If someone created a mobile app containing this database, I would certainly appreciate those multiple gigabytes of data being compressed.
1st move in the list takes one bit (great)
2nd move in the list takes two bits (good)
3rd move in the list takes three bits (okay)
4th move in the list takes four bits (average)
5th move in the list takes five bits (worse than average)
There are many positions where there are lots of plausible moves, in such positions your scheme could use many bits. I would estimate your scheme would take around 4 bits per move on average, much like the similar scheme I describe.
You are correct that a good modern database of 5 million plus games stored uncompressed occupies about 5 gigabytes or 1 DVD. Clearly compression is very useful for online distribution, which is what people expect these days. Chessbase compression reduces the 5 gigs to 0.5 gigs, about 10:1.
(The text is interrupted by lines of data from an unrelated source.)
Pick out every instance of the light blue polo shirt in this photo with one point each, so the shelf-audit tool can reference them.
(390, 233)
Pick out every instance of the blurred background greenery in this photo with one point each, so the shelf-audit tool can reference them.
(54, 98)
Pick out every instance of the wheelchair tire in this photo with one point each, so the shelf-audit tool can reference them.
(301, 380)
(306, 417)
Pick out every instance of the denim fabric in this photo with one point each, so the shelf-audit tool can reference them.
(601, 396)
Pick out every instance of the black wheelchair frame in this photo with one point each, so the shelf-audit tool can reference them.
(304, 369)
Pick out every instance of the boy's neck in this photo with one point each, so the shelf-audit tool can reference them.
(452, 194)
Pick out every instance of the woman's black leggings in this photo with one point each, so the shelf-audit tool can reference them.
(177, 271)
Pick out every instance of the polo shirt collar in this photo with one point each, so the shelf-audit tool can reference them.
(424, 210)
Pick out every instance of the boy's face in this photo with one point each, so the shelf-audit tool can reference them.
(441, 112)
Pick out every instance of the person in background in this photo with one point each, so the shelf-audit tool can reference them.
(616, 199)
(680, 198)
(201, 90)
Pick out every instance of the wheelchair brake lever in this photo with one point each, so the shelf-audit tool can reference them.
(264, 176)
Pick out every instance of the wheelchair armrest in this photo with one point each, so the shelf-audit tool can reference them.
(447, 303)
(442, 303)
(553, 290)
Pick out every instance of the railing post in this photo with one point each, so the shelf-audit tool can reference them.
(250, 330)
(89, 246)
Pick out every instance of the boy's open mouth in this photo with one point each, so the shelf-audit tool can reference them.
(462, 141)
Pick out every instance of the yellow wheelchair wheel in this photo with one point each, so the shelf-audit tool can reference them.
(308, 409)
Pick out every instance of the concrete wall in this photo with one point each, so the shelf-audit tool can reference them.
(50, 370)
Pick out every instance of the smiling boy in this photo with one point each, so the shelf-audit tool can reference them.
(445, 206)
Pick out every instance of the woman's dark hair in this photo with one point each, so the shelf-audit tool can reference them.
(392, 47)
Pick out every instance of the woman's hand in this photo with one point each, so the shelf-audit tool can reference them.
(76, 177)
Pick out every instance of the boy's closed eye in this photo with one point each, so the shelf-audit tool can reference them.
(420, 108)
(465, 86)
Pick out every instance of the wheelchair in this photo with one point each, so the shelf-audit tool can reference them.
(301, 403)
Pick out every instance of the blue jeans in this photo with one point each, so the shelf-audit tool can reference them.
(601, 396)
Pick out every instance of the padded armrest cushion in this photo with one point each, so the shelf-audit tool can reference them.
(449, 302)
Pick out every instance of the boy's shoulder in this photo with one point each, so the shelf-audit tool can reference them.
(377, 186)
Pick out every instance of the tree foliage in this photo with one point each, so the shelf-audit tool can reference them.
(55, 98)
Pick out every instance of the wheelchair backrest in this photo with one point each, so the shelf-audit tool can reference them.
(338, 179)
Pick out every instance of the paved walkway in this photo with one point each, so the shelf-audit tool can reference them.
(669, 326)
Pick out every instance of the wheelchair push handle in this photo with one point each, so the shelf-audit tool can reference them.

The scheme I describe is a nice compromise between performance and maximum compression. In my database program I achieve much faster position search than Chessbase. I am trying to achieve similar results without massive position indexes, and my performant compressed move scheme is a key ingredient in my work.
Edit: But as I state in the intro to my article, I am just an amateur playing around - I am not expecting to 'beat' Chessbase. I'll settle for having some innovative aspects to my program.
At http://stackoverflow.com/questions/1831386/programmer-puzzle... I suggested combining the sort-the-moves-by-their-evaluation scheme with arithmetic coding according to statistics from a database of games -- how often do people choose the move the engine picks as best? Etc. (It's always easy to propose work for someone else.) (The third paragraph of that answer is irrelevant to real games, which always start from the same configuration.)
Having said that, I might take a look into this 8 bit format :)
That would eliminate the need for computing swaps while still producing the same move code for a given move in a given position.
What if a player decides to resign before making that move?